Au risque de nous répéter, ce qui est vraiment bien avec l'approche internationale de Netflix, c'est que la plateforme est capable de nous proposer des films de jeunes réalisateurs de plus en plus de pays différents, ce qui permet, en particulier à ceux qui n'ont pas accès facilement aux salles Art & Essai des grandes villes, de sortir plus facilement de l'épuisante routine du cinéma anglo-saxon. Au risque de nous répéter aussi, ce qui est pénible avec l'approche artistique de Netflix, c'est que la plateforme privilégie le cinéma de genre, qui est un domaine on le sait passionnant quand il est arpenté par des gens de talent, mais qui est finalement difficile à faire fructifier quand on n'a pas (encore ?) les compétences ou l'inspiration pour ça.

"Kadaver", premier long-métrage du jeune Norvégien Jarand Herdal, part de prémisses formidables (dans un monde ravagé par un holocauste nucléaire où la survie est difficile, un couple avec leur fille acceptent une invitation à participer à un jeu / pièce de théâtre interactive en échange d'un bon repas), qui s'appuient malgré leur invraisemblance sur une mise en scène intelligente, une image remarquable et une interprétation intéressante de la part de la protagoniste principale, Leonora (Gitte Witt, excellente...). Bref, avec une durée optimale inférieure à 1h30, on se prépare avec gourmandise à assister soit à une série B bien terrifiante et bien gore, soit à une parabole baroque sur les maux de l'humanité, soit encore, ce qui serait évidemment l'idéal, à une combinaison intelligente des deux.

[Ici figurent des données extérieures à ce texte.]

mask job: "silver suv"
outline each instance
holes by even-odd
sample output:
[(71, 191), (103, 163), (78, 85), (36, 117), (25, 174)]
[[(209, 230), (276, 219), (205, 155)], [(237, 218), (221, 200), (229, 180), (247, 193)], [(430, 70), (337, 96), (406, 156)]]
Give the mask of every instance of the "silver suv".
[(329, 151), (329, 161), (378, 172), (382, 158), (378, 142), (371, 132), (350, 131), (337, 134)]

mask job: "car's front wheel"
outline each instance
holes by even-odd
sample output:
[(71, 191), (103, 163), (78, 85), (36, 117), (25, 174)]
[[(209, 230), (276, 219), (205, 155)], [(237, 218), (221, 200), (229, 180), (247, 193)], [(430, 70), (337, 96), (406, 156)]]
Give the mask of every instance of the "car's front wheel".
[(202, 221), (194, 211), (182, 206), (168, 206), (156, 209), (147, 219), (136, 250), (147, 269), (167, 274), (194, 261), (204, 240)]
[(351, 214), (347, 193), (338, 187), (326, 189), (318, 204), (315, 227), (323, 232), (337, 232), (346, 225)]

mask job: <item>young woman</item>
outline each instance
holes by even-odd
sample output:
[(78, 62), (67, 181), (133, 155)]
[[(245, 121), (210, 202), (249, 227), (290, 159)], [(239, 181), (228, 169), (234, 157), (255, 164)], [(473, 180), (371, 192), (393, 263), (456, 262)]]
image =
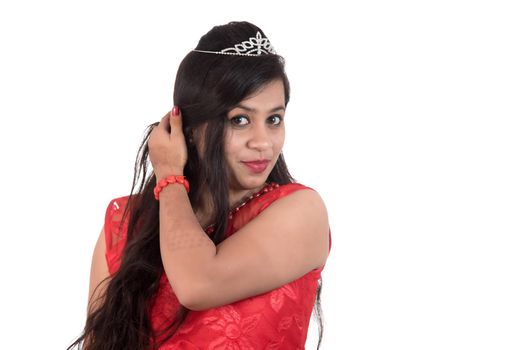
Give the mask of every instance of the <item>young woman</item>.
[(284, 162), (288, 101), (284, 60), (258, 27), (200, 39), (131, 195), (109, 203), (70, 348), (302, 349), (315, 299), (320, 345), (328, 215)]

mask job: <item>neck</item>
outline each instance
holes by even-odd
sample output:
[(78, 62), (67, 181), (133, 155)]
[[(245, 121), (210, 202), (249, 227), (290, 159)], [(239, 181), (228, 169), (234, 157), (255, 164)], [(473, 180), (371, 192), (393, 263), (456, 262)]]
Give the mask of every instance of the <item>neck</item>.
[[(229, 210), (236, 208), (249, 198), (253, 193), (260, 191), (266, 184), (254, 189), (229, 189)], [(207, 227), (212, 224), (214, 219), (213, 203), (211, 193), (206, 188), (203, 195), (202, 205), (195, 210), (195, 215), (202, 227)]]

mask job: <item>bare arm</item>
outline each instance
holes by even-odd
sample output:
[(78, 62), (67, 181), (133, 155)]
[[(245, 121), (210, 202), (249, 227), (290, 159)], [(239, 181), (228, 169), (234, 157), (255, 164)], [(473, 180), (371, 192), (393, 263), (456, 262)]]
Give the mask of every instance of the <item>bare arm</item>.
[[(89, 296), (88, 296), (88, 314), (95, 310), (100, 303), (100, 298), (105, 294), (107, 283), (100, 284), (104, 279), (109, 277), (109, 271), (105, 259), (106, 243), (104, 229), (100, 232), (98, 241), (96, 242), (93, 252), (93, 259), (91, 261), (91, 276), (89, 279)], [(107, 281), (106, 281), (107, 282)], [(100, 286), (99, 286), (100, 284)], [(98, 287), (98, 288), (97, 288)]]
[(164, 191), (162, 260), (178, 299), (189, 309), (218, 307), (270, 291), (327, 259), (327, 211), (315, 191), (299, 190), (275, 201), (216, 247), (194, 217), (184, 188), (168, 186)]

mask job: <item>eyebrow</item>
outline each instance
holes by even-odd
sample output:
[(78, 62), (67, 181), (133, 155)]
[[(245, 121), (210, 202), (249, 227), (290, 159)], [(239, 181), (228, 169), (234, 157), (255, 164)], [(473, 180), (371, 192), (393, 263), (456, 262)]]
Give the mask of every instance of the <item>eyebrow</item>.
[[(244, 110), (246, 110), (248, 112), (255, 112), (255, 113), (258, 111), (256, 108), (251, 108), (251, 107), (248, 107), (248, 106), (244, 106), (243, 104), (238, 104), (233, 109), (235, 109), (235, 108), (240, 108), (240, 109), (244, 109)], [(275, 107), (272, 110), (270, 110), (269, 113), (273, 113), (273, 112), (280, 111), (280, 110), (285, 111), (286, 108), (284, 106), (278, 106), (278, 107)]]

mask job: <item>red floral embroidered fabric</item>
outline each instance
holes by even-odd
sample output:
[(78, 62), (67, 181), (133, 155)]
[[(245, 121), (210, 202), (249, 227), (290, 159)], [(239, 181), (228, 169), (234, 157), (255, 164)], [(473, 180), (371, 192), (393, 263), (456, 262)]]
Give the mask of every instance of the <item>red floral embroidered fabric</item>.
[[(269, 187), (266, 186), (267, 189)], [(226, 231), (227, 237), (275, 200), (309, 187), (291, 183), (272, 188), (248, 201), (233, 215)], [(127, 223), (124, 222), (121, 228), (119, 223), (127, 198), (112, 200), (106, 211), (106, 260), (111, 274), (118, 270), (125, 246)], [(329, 247), (331, 249), (331, 234)], [(322, 269), (312, 270), (264, 294), (204, 311), (189, 311), (176, 334), (160, 349), (304, 349)], [(151, 310), (153, 330), (160, 330), (172, 321), (179, 305), (163, 274)]]

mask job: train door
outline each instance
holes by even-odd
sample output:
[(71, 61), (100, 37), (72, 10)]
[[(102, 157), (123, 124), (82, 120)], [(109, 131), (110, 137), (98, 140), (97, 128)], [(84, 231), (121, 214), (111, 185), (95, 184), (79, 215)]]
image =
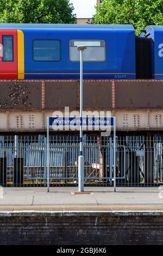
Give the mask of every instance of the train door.
[(0, 30), (0, 79), (17, 78), (17, 30)]

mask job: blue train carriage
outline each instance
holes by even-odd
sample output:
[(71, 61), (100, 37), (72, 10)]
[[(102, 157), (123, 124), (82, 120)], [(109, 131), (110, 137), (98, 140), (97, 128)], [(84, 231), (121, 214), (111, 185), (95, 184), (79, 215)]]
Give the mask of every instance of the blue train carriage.
[[(87, 47), (83, 52), (84, 78), (136, 78), (135, 30), (131, 25), (1, 24), (0, 27), (0, 36), (4, 29), (5, 33), (10, 31), (10, 35), (12, 29), (15, 33), (17, 31), (13, 48), (17, 44), (14, 73), (18, 79), (79, 79), (77, 46), (81, 45)], [(11, 76), (5, 74), (5, 79), (9, 78)]]
[(151, 78), (163, 79), (163, 26), (150, 26), (140, 36), (151, 39)]

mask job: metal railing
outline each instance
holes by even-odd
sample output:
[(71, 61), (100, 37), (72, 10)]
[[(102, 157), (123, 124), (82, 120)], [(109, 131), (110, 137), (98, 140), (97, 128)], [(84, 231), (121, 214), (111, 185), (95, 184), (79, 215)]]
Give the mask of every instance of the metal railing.
[[(113, 139), (97, 136), (84, 142), (84, 184), (113, 185)], [(157, 186), (163, 182), (163, 137), (116, 138), (116, 185)], [(79, 138), (52, 136), (49, 182), (53, 186), (78, 185)], [(0, 136), (0, 184), (46, 186), (46, 138)]]

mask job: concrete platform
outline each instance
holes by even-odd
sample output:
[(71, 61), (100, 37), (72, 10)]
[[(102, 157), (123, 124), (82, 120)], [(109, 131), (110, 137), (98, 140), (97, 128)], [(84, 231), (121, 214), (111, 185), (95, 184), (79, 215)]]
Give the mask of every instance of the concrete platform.
[[(162, 187), (5, 187), (0, 211), (163, 211)], [(73, 194), (73, 193), (74, 193)], [(2, 195), (1, 195), (2, 196)], [(3, 197), (3, 198), (1, 198)]]

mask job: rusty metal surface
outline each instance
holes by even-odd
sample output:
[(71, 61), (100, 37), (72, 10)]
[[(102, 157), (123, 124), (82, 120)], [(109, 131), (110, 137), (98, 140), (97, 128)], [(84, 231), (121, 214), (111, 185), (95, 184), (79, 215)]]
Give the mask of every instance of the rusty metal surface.
[[(45, 108), (79, 108), (79, 82), (45, 82)], [(84, 108), (111, 108), (111, 81), (83, 82)]]
[(45, 108), (77, 107), (78, 82), (45, 82)]
[(0, 81), (0, 109), (41, 108), (41, 82)]
[[(163, 108), (163, 80), (84, 80), (84, 109)], [(79, 81), (0, 80), (0, 109), (79, 108)]]
[(84, 82), (83, 107), (93, 109), (111, 109), (112, 107), (111, 82)]
[(162, 108), (163, 81), (116, 81), (115, 108)]

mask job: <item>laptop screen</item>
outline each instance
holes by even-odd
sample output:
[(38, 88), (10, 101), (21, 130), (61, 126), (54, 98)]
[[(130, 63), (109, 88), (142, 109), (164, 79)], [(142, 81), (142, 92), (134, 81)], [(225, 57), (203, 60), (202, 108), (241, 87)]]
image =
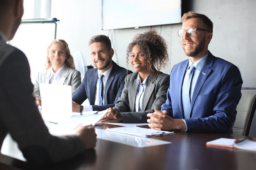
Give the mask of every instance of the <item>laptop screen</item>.
[(42, 83), (40, 85), (42, 117), (46, 121), (59, 123), (72, 114), (71, 86)]

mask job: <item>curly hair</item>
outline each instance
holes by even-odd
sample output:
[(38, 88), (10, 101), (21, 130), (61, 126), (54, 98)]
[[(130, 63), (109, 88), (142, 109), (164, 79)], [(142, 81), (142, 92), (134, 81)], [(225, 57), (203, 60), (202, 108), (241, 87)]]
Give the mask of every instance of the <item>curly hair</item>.
[(49, 49), (54, 43), (58, 43), (63, 46), (65, 49), (66, 51), (66, 57), (67, 59), (65, 60), (64, 64), (65, 64), (68, 67), (75, 69), (75, 64), (74, 61), (73, 56), (70, 54), (70, 51), (68, 47), (68, 45), (67, 42), (63, 40), (54, 40), (52, 42), (50, 45), (48, 46), (47, 48), (47, 56), (46, 56), (46, 63), (45, 63), (45, 68), (48, 69), (52, 66), (52, 62), (50, 61), (50, 59), (48, 57), (48, 54), (49, 52)]
[(127, 48), (127, 66), (132, 48), (135, 45), (139, 46), (144, 54), (147, 69), (149, 71), (149, 78), (152, 79), (158, 75), (162, 68), (165, 67), (169, 61), (167, 43), (154, 30), (137, 34)]

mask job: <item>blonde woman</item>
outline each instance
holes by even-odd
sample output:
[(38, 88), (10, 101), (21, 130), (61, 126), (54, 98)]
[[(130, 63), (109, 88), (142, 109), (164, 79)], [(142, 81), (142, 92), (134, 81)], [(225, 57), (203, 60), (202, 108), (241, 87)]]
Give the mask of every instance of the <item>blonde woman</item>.
[(41, 83), (71, 85), (73, 93), (81, 83), (81, 75), (75, 69), (67, 42), (63, 40), (54, 40), (47, 49), (45, 68), (39, 72), (34, 84), (36, 104), (41, 106), (39, 85)]

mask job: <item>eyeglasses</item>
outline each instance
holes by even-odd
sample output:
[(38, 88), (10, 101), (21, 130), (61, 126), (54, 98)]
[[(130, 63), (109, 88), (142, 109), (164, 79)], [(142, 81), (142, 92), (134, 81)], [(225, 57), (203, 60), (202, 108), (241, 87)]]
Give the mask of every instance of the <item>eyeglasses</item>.
[(184, 34), (186, 33), (186, 33), (187, 33), (191, 37), (193, 37), (195, 35), (195, 34), (196, 33), (197, 29), (198, 29), (199, 30), (202, 30), (202, 31), (208, 31), (209, 33), (210, 32), (210, 31), (207, 30), (207, 29), (198, 29), (198, 28), (190, 28), (189, 29), (187, 29), (186, 30), (185, 30), (184, 29), (179, 29), (179, 30), (177, 31), (178, 35), (179, 35), (179, 37), (180, 37), (181, 38), (182, 38), (182, 37), (184, 36)]

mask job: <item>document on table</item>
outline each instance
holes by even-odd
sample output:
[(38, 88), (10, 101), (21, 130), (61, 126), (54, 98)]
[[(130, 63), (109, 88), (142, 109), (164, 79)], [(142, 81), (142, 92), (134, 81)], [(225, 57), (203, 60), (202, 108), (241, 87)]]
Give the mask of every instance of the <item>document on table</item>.
[(247, 139), (236, 143), (236, 140), (235, 139), (221, 138), (208, 141), (206, 145), (256, 151), (256, 141)]
[(61, 135), (73, 134), (78, 126), (81, 124), (85, 126), (91, 124), (94, 126), (108, 112), (108, 110), (100, 111), (83, 112), (73, 115), (64, 121), (56, 125), (47, 124), (50, 133), (53, 135)]
[(105, 130), (141, 137), (153, 137), (166, 135), (174, 134), (173, 132), (157, 130), (155, 129), (140, 128), (135, 126), (108, 128)]

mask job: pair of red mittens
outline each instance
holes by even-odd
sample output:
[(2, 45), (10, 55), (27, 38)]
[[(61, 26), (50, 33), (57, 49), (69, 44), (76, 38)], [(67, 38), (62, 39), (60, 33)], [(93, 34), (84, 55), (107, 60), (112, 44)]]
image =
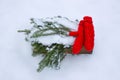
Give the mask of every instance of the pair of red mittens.
[(83, 46), (88, 52), (91, 52), (94, 48), (92, 17), (84, 16), (78, 25), (78, 31), (70, 31), (69, 35), (76, 37), (72, 46), (73, 54), (79, 54)]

Au bout d'une demi-heure stimulante (la belle idée des masques dorés distinguant les spectateurs des acteurs, les couloirs mystérieux du grand hôtel labyrinthique où est donnée la représentation...), on se rend compte que le film se met peu à peu à tourner à vide. Des choix scénaristiques improbables, voire complètement stupides (comme toujours, des personnages qui prennent des décisions idiotes, mais aussi une propension à injecter des éléments "surnaturels", jamais expliqués, au sein d'un récit qui devrait rester réaliste pour trouver son véritable sens) mènent peu à peu à des révélations éventées, qui nous laissent de plus en plus indifférents... jusqu'à une conclusion qui loupe complètement la charge symbolique que le thème initial détenait.

Les pantins qui se sont agités à l'écran n'étaient pas assez humains finalement pour que nous nous intéressions à leur sort, tandis que le film, pourtant conduit par Herdal au juste rythme, et souvent intelligemment mis en scène, échoue non seulement à transcender son sujet, mais même à l'illustrer de manière impactante : car comment réfléchir au destin de l'humanité, aux questions morales liées à la survie, ou, mieux encore, au rôle de l'Art (ici le théâtre shakespearien) lorsque l'on peine à nourrir sa famille, en regardant un film qui ne sait plus quoi raconter et enfile des scènes en dépit du bon sens ? Ce qui est quand même un comble quand on voit, répétons-le, la qualité du point de départ de "Kadaver".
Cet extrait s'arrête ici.